See, at my worst, I pray out of duty, because I have to. Because my seminary or my spiritual director force me to. This is sufficient, because it is better than not praying, but it is not sustainable, because it is cold and dry and relies on my strength of will which often fails. My prayer life vastly improved when I began praying for a completely different reason: when I realized that it made me happy. See, I don’t want to admit it to myself, but prayer makes me happier than sleep, than checking items off my to-do list, or even “relaxation” in the evening. But I only see that after I prayer. Faced with a decision whether to wake up early to pray, or to keep sleeping, I often choose sleep. Or pitting work or prayer against each other, work always seems more pressing. But when I finally sit down to prayer, and after I pray, it becomes so stupidly obvious that prayer brings me a much deeper sense of peace and fulfillment than anything else I could ever possibly choose to do.
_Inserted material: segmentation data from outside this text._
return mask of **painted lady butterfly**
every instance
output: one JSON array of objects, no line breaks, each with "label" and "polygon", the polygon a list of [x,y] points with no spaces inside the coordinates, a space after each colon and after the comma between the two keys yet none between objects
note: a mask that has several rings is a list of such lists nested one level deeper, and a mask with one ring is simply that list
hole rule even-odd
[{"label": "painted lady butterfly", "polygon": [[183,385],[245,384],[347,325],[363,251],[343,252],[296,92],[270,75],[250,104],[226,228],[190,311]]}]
I tell you all of this because I think it helps us understand what Moses means when he claims that the Law of God is not far away in the sky or in the sea, but that “it is something very near to you, already in your mouths and in your hearts”. What he is saying is that the law of God is not something artificial, forced on us from the outside, but something that actually lives at the very center of our being. See, God created us, which means he knows us better than we know ourselves. The law of God hits at the very heart of humanity, telling us exactly what we need to do to be happy, and we always ignore it. For whatever reason, evil always looks waaaaaaaaaaay more attractive. Sexual promiscuity always looks more fun than monogamy. Gluttony more fun than diet. Wrath more fun than self-control. But promiscuity, gluttony, and wrath always, always end with unhappiness. Being virtuous seems really, really boring and uninteresting, but virtue is the only thing that will give us the deep, lasting happiness that God desires for us, because virtue is the only thing that speaks to the very core of our being as created us to be.
Allow me to provide one very specific example of how this looks in practice. Natural Family Planning is hard, much harder than artificial birth control. Couples who practice NFP have to wake up at the same time each morning to take a body temperature. They have to chart physical changes to the woman’s body. And they have to abstain from a very important part of marriage for one week each month. But every NFP couple I have ever met has always reported how loving and affectionate NFP has made them, and how well they have learned to communicate and compromise as a couple. Many of us might be tempted to scoff at NFP as an outdated requirement of an outdated Church, but it is not. It is a practice that has helped so many people find a deep happiness in their marriages, because it is a practice that comes from God, and God knows what ultimately makes us happy.
My brothers and sisters in Christ, I think our challenge this morning is to trust God, which is really, really hard. We have to trust that He knows what He is doing, that He really does know what will make us happy, and that He would never require something of us that does not accord with our human nature. Remember, the Law of God is in our hearts, because deep down we know that God is much smarter than us, even when we do not want to admit it.
So let me solemnly assure you, as a man who has seen this pattern play out over and over again: nothing will make you as happy as following the Law of God. Nothing will ever bring you greater joy or fulfillment than loving the Lord, your God, with all your heart, with all your being, with all your strength, and with all your mind, and loving your neighbor as yourself.